Is this true in general that condition $(1)$ is equivalent to $N$ being normal in $G?$ There are three similar conditions: $$(\forall g\in G)(\exists x\in G)\ NgN=xN.\tag2$$ $$(\forall g\in G)(\exists y\in G)\ NgN=Ny.\tag3$$ $$(\forall g\in G)(((\exists x\in G)\ NgN=xN)\vee(\exists y\in G)\ NgN=Ny)).\tag4$$

Perhaps one of them works? (The first one is the one I first encountered, more or less naturally, which is why I used it. But it is clear that the other conditions work just as well for what I did.

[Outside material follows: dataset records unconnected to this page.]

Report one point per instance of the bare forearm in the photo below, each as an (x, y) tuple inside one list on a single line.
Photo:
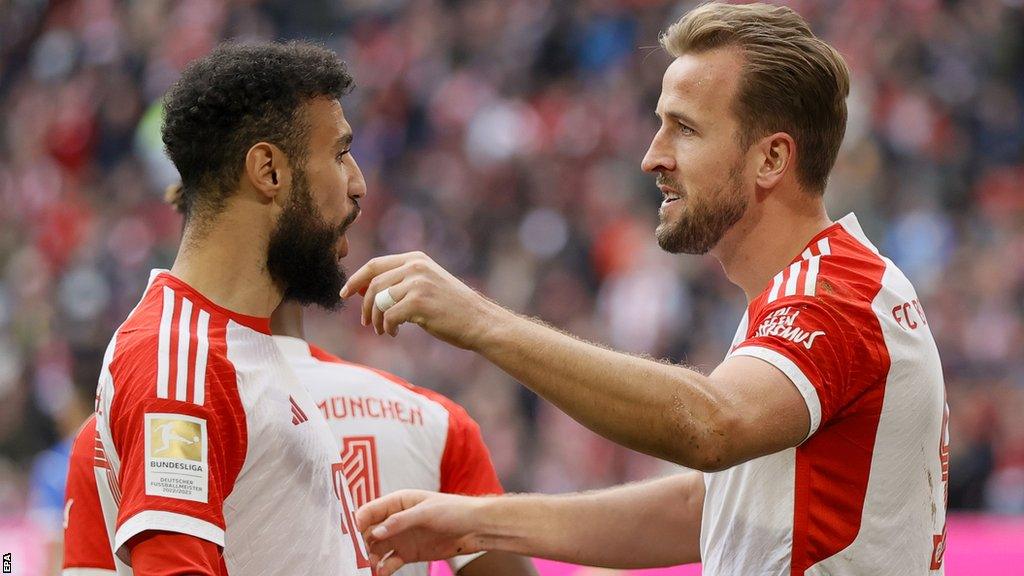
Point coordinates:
[(499, 564), (644, 525), (659, 409)]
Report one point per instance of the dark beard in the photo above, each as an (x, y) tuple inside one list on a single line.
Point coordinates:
[(704, 222), (301, 253)]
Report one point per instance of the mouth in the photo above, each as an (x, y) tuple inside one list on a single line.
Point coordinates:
[(669, 195)]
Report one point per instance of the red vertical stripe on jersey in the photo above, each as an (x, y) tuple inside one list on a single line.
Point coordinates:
[(833, 467), (193, 347), (172, 351)]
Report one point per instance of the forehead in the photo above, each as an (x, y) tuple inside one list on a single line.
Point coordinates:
[(327, 120), (702, 84)]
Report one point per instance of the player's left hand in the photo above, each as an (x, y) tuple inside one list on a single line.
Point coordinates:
[(413, 526), (425, 294)]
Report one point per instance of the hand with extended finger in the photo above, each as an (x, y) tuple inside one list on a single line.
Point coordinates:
[(417, 526), (413, 288)]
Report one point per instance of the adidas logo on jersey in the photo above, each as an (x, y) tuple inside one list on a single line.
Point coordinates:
[(298, 416)]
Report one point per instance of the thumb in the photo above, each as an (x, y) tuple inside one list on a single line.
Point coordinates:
[(397, 524)]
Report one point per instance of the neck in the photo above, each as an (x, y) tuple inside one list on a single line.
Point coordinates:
[(226, 262), (768, 238), (287, 321)]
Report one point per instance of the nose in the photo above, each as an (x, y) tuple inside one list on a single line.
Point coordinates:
[(357, 186), (658, 157)]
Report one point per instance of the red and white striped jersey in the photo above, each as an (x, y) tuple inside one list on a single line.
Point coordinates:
[(86, 542), (865, 492), (392, 435), (196, 415)]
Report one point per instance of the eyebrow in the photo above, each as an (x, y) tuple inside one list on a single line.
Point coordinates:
[(679, 117)]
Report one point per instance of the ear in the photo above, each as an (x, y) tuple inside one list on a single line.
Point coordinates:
[(777, 154), (266, 169)]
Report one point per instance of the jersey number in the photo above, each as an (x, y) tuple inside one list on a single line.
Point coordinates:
[(348, 516), (359, 472), (358, 456), (939, 540)]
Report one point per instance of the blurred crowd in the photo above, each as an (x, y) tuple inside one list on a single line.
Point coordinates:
[(504, 138)]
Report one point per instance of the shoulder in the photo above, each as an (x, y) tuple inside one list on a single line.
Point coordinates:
[(388, 380)]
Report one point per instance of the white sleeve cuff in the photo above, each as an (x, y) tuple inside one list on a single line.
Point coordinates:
[(168, 522), (460, 562), (797, 376)]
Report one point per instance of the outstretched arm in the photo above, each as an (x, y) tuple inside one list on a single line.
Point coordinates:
[(499, 564), (743, 409), (651, 524)]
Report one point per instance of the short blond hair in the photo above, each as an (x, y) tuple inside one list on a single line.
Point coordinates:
[(793, 82)]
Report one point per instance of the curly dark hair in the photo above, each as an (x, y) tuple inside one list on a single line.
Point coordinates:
[(239, 95)]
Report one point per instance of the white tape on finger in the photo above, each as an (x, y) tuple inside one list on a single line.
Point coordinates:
[(383, 299)]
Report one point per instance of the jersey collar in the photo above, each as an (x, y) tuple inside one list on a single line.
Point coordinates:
[(293, 347)]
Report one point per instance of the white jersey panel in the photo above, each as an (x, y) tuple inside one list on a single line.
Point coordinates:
[(906, 486), (285, 487)]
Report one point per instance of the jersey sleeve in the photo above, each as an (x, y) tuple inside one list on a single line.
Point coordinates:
[(86, 544), (180, 442), (819, 343), (466, 464)]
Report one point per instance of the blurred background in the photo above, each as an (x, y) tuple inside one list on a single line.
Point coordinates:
[(504, 138)]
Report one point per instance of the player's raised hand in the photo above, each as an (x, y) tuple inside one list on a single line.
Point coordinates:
[(413, 288), (417, 526)]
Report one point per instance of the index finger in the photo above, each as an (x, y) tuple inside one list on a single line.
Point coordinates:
[(360, 280), (378, 510)]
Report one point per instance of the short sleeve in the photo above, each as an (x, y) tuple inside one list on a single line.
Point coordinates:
[(814, 342), (86, 544), (466, 466), (179, 453)]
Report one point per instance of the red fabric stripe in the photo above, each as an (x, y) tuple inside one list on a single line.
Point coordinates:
[(172, 361), (193, 344)]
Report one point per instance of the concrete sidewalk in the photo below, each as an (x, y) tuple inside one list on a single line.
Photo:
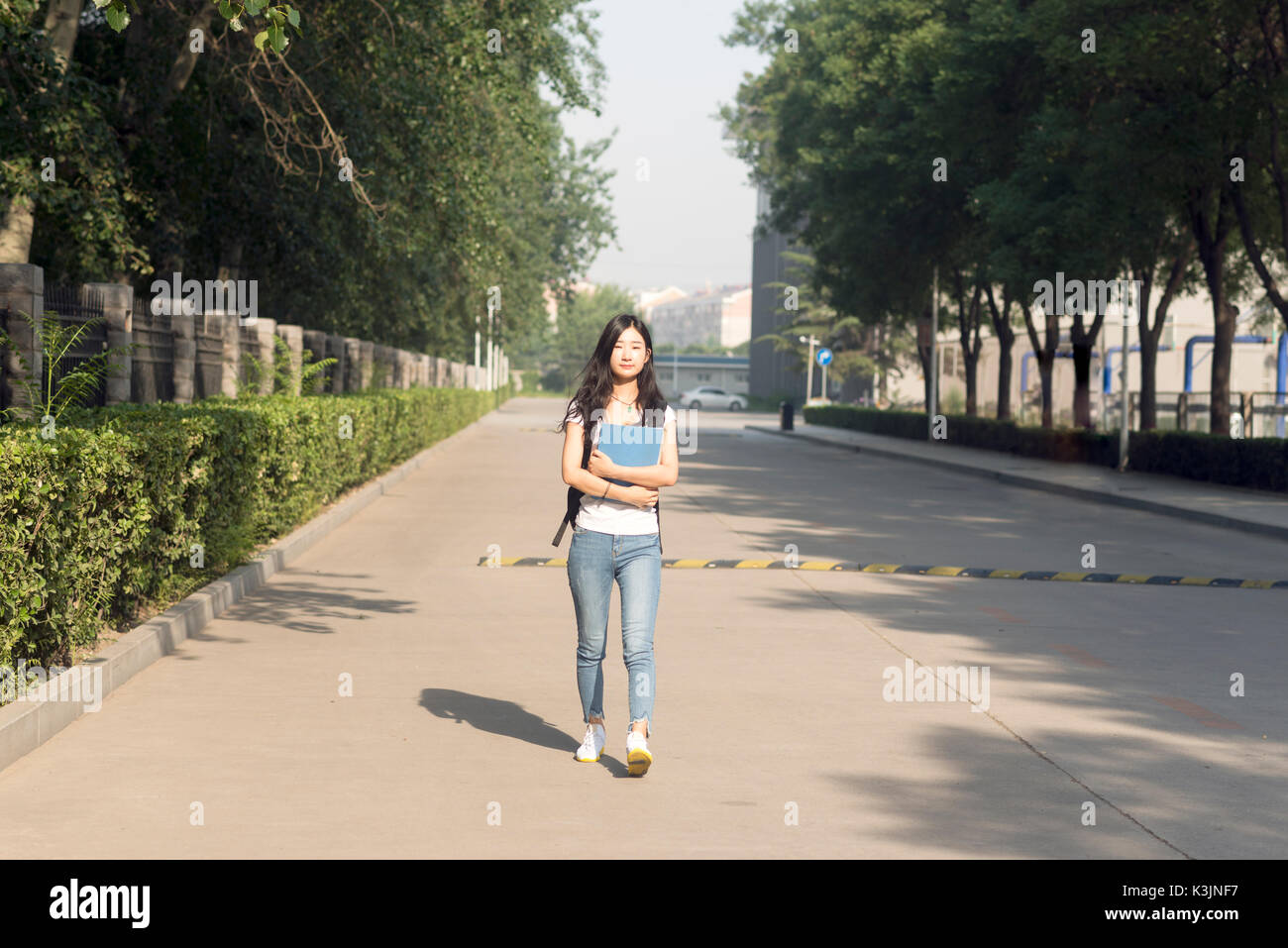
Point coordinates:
[(384, 695), (1220, 505)]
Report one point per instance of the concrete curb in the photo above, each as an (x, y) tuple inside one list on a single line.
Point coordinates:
[(1038, 484), (30, 723)]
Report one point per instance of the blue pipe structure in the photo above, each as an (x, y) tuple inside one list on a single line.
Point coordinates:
[(1189, 355), (1107, 375)]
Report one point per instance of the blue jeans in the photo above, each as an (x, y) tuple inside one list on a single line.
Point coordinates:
[(593, 561)]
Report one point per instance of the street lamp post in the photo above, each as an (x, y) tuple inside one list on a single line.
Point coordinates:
[(934, 352), (809, 368)]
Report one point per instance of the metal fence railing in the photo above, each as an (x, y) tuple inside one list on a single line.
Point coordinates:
[(210, 359), (153, 363), (77, 305)]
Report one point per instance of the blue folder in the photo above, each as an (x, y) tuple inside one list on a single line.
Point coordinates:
[(631, 446)]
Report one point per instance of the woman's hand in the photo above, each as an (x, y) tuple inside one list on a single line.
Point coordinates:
[(603, 467), (643, 497)]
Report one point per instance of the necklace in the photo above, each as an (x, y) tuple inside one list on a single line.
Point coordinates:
[(630, 406)]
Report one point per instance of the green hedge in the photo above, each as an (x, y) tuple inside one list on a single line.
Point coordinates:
[(1260, 463), (97, 524)]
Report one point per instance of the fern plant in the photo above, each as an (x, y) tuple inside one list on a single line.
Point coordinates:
[(50, 395), (286, 378)]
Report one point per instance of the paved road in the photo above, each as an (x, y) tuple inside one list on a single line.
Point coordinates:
[(459, 737)]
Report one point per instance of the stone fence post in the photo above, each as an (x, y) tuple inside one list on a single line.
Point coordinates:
[(22, 288), (119, 314), (266, 331), (230, 372), (368, 364), (294, 339), (183, 330)]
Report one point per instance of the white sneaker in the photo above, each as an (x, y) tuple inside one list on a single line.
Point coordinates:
[(592, 745), (638, 756)]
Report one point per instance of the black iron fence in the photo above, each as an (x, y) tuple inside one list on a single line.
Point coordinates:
[(207, 378)]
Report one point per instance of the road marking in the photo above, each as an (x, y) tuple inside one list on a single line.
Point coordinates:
[(832, 566), (1001, 614), (1209, 719)]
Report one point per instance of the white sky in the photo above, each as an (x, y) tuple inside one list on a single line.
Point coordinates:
[(668, 72)]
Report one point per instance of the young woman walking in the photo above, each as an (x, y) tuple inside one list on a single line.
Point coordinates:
[(616, 528)]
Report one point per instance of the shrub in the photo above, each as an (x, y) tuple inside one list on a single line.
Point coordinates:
[(1260, 463)]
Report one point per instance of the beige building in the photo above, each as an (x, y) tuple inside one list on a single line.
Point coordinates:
[(1254, 369), (648, 299), (553, 304), (721, 316)]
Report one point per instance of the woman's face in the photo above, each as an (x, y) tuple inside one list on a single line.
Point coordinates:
[(629, 355)]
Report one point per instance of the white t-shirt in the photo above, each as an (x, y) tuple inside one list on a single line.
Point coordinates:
[(608, 515)]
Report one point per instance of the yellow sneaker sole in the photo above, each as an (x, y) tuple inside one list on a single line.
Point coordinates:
[(638, 762)]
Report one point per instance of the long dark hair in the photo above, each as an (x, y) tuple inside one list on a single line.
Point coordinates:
[(597, 385)]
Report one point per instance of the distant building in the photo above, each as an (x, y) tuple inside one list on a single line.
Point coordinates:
[(677, 373), (720, 316), (553, 304), (648, 299), (772, 375)]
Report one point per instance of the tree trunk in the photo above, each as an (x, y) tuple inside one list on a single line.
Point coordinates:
[(1044, 355), (62, 22), (1005, 343)]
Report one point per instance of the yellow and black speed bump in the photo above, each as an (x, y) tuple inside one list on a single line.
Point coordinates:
[(970, 572)]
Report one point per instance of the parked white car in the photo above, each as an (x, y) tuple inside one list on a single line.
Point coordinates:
[(711, 397)]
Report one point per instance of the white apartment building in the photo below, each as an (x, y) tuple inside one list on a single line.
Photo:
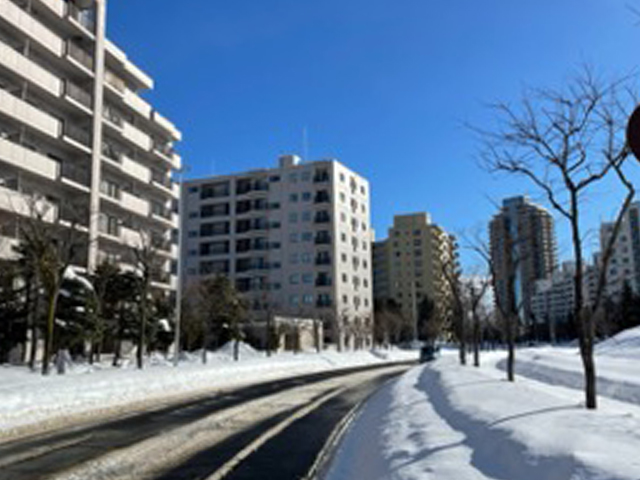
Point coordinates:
[(624, 264), (75, 133), (294, 239)]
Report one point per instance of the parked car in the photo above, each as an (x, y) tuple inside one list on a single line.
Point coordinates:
[(428, 353)]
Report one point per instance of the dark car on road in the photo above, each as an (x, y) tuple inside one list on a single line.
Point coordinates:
[(428, 353)]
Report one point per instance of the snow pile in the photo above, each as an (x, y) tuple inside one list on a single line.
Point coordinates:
[(625, 344), (447, 421), (29, 401)]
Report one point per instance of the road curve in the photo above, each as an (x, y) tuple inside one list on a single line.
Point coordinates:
[(204, 437)]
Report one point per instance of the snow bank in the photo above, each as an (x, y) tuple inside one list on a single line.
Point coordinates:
[(625, 344), (29, 401), (447, 421)]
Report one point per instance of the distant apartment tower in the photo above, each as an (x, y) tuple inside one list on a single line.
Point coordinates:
[(522, 237), (75, 133), (294, 239), (410, 265), (624, 264)]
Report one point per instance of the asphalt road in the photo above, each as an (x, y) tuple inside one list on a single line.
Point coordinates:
[(288, 453)]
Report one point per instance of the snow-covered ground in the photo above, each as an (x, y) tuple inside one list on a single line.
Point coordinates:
[(29, 401), (444, 421)]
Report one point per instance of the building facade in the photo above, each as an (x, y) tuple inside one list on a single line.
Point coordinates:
[(294, 239), (76, 134), (624, 263), (523, 245), (411, 265)]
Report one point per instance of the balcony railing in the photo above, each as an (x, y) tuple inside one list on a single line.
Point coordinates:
[(112, 115), (78, 94), (110, 152), (115, 81), (86, 17), (74, 173), (161, 179), (78, 134), (80, 55), (164, 148)]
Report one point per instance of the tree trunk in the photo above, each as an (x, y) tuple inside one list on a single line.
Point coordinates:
[(462, 342), (511, 347), (33, 315), (586, 354), (48, 339), (143, 327), (476, 341)]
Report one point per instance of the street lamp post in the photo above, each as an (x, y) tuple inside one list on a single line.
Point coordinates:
[(179, 283)]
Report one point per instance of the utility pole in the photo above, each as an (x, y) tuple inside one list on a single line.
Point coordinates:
[(179, 283)]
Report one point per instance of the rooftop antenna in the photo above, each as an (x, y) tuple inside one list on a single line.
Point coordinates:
[(305, 144)]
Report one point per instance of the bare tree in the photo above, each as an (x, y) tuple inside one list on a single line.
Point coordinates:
[(565, 142), (49, 250), (458, 327), (476, 287), (149, 267)]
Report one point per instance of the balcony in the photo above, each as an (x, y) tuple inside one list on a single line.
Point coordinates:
[(21, 20), (161, 179), (11, 200), (322, 197), (76, 93), (138, 104), (27, 159), (320, 261), (323, 282), (134, 204), (115, 82), (323, 240), (135, 169), (80, 55), (77, 134), (83, 17), (112, 116), (321, 177), (75, 174), (29, 70), (136, 136), (26, 113)]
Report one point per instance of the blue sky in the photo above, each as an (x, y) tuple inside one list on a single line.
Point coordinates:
[(386, 86)]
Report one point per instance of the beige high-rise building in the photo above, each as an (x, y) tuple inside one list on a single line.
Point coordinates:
[(295, 239), (523, 241), (76, 134), (410, 265)]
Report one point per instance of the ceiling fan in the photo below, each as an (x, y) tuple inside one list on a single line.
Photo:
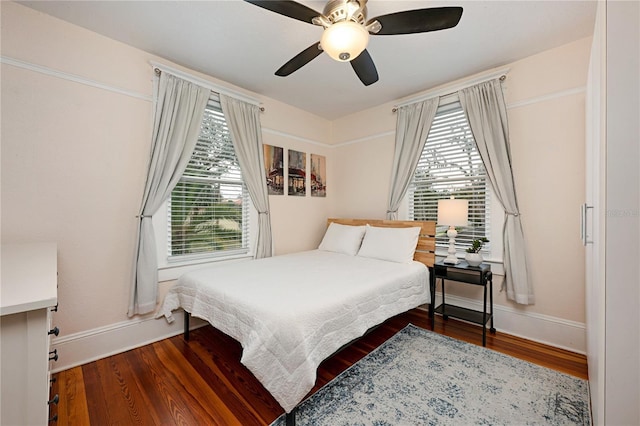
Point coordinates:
[(346, 30)]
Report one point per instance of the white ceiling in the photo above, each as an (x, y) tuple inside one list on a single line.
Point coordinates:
[(243, 44)]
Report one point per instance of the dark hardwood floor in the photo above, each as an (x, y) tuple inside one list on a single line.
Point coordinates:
[(202, 382)]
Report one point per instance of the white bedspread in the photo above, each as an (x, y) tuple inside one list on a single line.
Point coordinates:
[(291, 312)]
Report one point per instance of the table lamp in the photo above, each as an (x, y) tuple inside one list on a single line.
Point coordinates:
[(452, 212)]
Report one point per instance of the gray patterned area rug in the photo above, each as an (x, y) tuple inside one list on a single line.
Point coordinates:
[(419, 377)]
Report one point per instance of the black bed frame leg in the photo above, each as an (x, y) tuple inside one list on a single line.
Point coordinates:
[(290, 418), (187, 317)]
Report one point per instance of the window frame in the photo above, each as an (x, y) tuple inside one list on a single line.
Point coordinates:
[(171, 267), (494, 219)]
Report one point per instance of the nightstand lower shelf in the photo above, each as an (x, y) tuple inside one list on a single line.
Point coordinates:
[(465, 314)]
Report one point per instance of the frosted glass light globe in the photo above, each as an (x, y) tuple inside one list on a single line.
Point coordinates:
[(344, 40)]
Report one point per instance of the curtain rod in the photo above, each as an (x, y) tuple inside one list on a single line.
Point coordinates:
[(502, 75), (159, 68)]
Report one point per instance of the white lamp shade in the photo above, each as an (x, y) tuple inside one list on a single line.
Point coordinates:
[(453, 212), (344, 40)]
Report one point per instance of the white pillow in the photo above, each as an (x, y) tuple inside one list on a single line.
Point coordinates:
[(342, 239), (392, 244)]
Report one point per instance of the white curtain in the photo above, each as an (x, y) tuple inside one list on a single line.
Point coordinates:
[(412, 128), (178, 116), (246, 134), (487, 113)]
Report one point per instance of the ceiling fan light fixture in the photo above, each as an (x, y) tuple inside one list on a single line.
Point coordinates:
[(344, 40)]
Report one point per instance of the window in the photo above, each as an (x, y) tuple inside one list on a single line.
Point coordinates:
[(450, 165), (208, 210)]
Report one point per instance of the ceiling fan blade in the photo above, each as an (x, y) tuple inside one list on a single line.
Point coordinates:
[(365, 68), (300, 60), (418, 21), (290, 9)]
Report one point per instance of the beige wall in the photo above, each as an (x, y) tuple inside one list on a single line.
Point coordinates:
[(74, 160), (545, 95)]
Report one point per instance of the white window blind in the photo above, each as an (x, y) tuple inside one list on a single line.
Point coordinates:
[(208, 211), (450, 165)]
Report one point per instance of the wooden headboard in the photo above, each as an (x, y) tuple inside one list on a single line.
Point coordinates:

I don't know what happens for infinite groups.) $(1)$ is the weakest of the conditions, so if it implies that $N$ is normal, the others do too and, in consequence, all are equivalent. So to show that $(1)$ doesn't imply that $N$ is normal, it's enough to show that $(1)$ doesn't imply one of the other conditions. Please correct me if this is wrong.

Answer 1

I believe there is an example of a non-normal subgroup satisfying (1) (and also (4)).

Let $G = \langle x,y \mid y^{-1}xy = x^2 \rangle$ and $N = \langle x \rangle$. Then $y^{-1}Ny < N$ but $yNy^{-1} \not< N$. (This group can also be defined as a group of $2 \times 2$ rational matrices.)

So, for all $k > 0$, $Ny^k < y^kN$ and $y^{-k}N < Ny^{-k}$ and hence $Ny^kN = y^kN$ and $Ny^{-k}N = Ny^{-k}$, which proves (1) and (4) when $g$ is a power of $y$.

The normal closure $K$ of $x$ in $G$ is an infinitely generated abelian group generated by elements $x_n = y^{-n}xy^n$ for $n \in \mathbb{Z}$, where $x_0=x$ and $x_n^2=x_{n+1}$. An arbitrary element $g \in G$ can be written as $y^kx_n^j$ for some $k,n,j$, or alternatively as $x_n^j y^k$ (with the same $k$ and $j$ but a different $n$). Since $K$ is abelian, each $x_n$ commutes with $N$, and so we get Condition (4) for all $g \in G$.

Answer 2

@Bartek, Geoff Robinson: Thanks for you remarks. I agree with them. My idea failed. But I have another and I corrected my text accordingly to it.:

It seems that you are right, and the condition (2) is equivalent to the normality of the group $N$. The necessity is obvious. Now suppose that the group $N$ satisfies condition (2). The set $NgN$ contains a left coset $gN$ and is equal to the left coset $xN$. Thus $NgN=gN=xN$. Then $g^{-1}NgN=g^{-1}gN=N$. This implies that $g^{-1}Ng\subset N$ for each $g\in G$, and, therefore the group $N$ is normal.